Prioritas utama penyaluran pembiayaan pada tahun 2008, diperkirakan sebagian besar berupa modal kerja namun pembiayaan investasi juga akan mengalami peningkatan dari periode sebelumnya.
c. Sektor Unggulan Pembiayaan
Sesuai dengan pertumbuhan ekonomi Indonesia saat ini yang ditopang oleh sektor konsumsi rumah tangga dibandingkan produksi dunia usaha, maka hal ini juga tercermin pada kredit yang diberikan perbankan.

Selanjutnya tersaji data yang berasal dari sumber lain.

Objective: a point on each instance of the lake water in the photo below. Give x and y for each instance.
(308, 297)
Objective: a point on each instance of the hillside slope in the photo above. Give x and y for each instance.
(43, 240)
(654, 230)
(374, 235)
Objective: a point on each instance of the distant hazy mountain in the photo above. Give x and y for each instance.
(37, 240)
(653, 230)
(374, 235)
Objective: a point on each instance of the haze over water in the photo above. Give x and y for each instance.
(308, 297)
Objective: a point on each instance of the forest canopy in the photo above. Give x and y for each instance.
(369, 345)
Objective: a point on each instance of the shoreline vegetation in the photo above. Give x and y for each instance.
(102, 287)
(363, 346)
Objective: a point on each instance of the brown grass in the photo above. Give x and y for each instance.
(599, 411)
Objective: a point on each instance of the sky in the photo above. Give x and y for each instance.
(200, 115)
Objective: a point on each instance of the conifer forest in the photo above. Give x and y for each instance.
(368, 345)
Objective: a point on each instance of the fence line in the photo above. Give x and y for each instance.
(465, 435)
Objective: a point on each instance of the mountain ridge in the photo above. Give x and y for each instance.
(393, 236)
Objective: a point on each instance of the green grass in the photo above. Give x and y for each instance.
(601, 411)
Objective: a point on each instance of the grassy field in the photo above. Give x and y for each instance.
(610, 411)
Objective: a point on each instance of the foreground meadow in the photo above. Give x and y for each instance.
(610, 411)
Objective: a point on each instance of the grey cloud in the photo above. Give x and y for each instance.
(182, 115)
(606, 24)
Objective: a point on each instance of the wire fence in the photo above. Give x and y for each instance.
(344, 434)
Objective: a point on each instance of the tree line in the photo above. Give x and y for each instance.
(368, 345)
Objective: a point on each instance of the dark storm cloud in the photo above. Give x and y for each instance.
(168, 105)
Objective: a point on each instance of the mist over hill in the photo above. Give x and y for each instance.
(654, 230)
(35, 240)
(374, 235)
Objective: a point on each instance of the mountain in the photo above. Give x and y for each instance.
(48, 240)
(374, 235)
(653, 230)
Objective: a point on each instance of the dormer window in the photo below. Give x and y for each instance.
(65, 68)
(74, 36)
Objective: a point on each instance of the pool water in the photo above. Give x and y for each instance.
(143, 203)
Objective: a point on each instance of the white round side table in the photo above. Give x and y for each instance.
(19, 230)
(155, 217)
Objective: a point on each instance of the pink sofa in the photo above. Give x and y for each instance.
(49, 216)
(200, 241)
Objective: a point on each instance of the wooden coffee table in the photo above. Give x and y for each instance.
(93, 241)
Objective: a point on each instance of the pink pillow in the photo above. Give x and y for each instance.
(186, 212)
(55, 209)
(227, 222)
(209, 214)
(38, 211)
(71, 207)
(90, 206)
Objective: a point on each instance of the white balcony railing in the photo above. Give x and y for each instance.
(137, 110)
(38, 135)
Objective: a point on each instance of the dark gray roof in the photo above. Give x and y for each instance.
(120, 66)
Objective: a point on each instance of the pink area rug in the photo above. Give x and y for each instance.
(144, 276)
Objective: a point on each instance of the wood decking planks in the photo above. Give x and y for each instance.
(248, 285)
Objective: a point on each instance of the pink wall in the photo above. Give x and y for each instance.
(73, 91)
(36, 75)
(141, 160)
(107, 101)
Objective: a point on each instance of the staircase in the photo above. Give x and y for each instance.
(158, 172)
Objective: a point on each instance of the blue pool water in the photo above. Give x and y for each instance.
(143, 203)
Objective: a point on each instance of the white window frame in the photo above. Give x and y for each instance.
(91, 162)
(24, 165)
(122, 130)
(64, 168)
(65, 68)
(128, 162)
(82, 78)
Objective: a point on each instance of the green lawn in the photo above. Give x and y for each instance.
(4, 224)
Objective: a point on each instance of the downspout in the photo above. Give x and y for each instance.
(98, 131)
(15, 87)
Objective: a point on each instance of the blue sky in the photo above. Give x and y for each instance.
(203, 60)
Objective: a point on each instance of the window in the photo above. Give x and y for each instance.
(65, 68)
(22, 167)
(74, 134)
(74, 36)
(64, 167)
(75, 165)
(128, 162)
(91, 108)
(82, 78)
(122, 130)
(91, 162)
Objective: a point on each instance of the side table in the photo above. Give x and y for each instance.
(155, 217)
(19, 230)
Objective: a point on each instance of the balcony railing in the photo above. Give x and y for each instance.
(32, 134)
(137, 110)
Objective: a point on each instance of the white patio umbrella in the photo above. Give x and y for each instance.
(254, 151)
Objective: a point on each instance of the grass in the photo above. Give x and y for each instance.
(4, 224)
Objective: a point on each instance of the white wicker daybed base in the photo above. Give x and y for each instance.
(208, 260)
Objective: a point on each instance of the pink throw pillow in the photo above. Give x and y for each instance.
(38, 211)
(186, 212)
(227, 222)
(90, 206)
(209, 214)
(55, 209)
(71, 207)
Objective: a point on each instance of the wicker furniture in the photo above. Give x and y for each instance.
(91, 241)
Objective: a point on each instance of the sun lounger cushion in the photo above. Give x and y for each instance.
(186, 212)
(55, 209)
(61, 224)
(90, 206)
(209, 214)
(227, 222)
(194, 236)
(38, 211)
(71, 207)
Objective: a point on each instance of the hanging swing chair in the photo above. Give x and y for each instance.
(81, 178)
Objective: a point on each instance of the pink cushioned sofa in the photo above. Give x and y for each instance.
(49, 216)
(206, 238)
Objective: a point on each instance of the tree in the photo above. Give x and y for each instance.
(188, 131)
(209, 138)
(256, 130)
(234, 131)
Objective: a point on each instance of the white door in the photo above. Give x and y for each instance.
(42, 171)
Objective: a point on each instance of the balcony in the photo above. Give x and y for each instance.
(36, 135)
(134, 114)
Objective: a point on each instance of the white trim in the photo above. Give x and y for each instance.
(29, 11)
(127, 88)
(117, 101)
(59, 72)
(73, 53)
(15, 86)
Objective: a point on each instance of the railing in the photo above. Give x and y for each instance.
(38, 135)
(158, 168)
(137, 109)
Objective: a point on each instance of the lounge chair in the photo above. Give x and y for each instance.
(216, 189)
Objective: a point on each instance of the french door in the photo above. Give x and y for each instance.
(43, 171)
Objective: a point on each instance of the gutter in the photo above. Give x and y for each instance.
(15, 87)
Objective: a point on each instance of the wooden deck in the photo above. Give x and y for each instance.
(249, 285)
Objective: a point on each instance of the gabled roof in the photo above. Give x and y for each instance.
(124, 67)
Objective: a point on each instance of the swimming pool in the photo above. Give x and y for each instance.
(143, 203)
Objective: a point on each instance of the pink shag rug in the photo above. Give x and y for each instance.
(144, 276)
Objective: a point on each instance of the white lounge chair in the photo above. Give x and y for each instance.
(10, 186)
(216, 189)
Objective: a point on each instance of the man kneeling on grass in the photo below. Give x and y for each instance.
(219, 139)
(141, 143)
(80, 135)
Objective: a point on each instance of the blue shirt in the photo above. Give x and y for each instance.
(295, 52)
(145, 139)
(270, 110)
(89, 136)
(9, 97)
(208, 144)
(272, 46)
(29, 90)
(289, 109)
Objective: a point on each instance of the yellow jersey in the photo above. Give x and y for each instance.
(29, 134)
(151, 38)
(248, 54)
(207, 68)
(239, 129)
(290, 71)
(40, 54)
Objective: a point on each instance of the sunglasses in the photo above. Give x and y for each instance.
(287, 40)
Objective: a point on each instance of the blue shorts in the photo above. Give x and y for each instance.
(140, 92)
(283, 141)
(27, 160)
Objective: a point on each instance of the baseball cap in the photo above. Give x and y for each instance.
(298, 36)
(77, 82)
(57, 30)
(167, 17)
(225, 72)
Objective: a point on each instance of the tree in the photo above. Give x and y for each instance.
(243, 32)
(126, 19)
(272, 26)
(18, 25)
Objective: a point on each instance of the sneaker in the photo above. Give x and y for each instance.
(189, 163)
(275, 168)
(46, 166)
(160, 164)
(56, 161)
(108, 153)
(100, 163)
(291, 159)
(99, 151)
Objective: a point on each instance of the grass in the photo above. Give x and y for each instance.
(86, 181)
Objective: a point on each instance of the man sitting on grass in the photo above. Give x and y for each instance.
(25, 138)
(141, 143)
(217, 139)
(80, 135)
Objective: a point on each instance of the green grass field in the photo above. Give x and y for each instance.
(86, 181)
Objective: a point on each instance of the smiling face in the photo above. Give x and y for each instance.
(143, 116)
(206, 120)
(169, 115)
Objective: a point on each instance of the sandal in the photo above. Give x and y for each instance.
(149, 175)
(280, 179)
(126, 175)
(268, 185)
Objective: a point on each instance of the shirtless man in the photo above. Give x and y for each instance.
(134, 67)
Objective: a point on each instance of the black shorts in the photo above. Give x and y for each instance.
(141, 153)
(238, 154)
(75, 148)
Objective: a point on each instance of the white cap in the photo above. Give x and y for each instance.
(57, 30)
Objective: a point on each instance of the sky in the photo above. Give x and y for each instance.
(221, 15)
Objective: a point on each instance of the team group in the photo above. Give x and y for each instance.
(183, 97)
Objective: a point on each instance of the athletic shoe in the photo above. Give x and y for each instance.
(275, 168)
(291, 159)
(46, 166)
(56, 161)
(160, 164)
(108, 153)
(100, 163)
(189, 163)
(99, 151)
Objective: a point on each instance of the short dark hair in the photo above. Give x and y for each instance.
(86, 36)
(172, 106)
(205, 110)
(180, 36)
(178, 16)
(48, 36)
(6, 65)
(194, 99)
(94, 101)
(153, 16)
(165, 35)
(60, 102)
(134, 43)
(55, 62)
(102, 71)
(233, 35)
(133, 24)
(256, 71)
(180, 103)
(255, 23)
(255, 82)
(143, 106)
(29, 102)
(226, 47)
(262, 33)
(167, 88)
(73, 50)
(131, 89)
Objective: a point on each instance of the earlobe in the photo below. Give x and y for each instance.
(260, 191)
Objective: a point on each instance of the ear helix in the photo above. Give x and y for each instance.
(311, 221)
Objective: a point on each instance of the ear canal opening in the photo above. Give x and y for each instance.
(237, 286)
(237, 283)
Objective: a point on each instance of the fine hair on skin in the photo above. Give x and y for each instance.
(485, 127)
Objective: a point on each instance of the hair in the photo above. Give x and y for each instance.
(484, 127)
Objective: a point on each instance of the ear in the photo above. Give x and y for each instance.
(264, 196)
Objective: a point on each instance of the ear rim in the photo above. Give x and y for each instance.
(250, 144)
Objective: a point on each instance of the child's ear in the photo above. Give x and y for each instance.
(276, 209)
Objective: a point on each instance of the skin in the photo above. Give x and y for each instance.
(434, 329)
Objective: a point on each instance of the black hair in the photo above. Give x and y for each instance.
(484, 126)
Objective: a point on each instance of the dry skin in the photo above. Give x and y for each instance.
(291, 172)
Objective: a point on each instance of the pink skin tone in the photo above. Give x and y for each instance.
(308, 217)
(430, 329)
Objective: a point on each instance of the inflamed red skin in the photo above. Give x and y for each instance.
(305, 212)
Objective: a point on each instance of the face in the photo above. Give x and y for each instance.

Pemberian kredit baru paling besar terjadi pada pembiayaan konsumer serta sektor-sektor ekonomi yang mendukung konsumsi, yakni sektor perdagangan, hotel dan restoran, serta sektor jasa dunia usaha.
Sebagian besar isi dari pembiayaan kepada sektor jasa dunia usaha merupakan kredit konsumsi yang diteruskan kepada masyarakat melalui multi finance, koperasi simpan pinjam, dan lembaga-lembaga pembiayaan pemilikan rumah, kendaraan bermotor, dan barang konsumsi lainnya. Pertumbuhan pembiayaan konsumsi, selama 5 tahun terakhir, sangat signifikan. Pada akhir tahun 2002, baru berjumlah Rp80 trilyun atau 21,5% dari total kredit perbankan. Pada akhir September 2007 telah berjumlah Rp266 trilyun atau meningkat lebih tiga kali lipat dalam jangka waktu tidak sampai lima tahun. Komposisi pembiayaan konsumsi terbesar ada pada segmen konsumsi lainnya (bukan kredit pemilikan rumah, ruko ataupun apartemen) yang mencapai 70% lebih dari total kredit konsumsi nasional.
Pada tahun 2002, pembiayaan konsumer dianggap sebagai primadona karena memiliki NPL segmen relatif hanya 2,63% dengan nilai absolut sebesar Rp 2,1 trilyun. Namun per triwulan III-2007, NPL absolut segmen pembiayaan konsumer telah ikut berkembang lebih dari empat kali lipat, yakni mencapai Rp 8,8 trilyun. NPL relatif pembiayaan consumer, saat ini, mencapai 3,3%. Dengan demikian, meskipun NPL pembiayaan konsumer masih di bawah 5%, namun perlu diwaspadai lebih lanjut agar tidak menjadi permasalahan besar di kemudian hari.
Dari kondisi di atas, seharusnya perbankan syariah tidak mengikuti langkah perbankan konvensional yang mengucurkan pembiayaan dengan porsi besar terhadap pembiayaan konsumsi. Apalagi tujuan semula didirikannya perbankan syariah adalah untuk mendorong pertumbuhan sektor produktif di segmen mikro, kecil, dan menengah. Namun apa daya, masih banyak hal yang belum bisa dilakukan oleh pelaku bank syariah untuk mencapai sebuah idealisme akibat berbagai faktor yang melatarbelakanginya.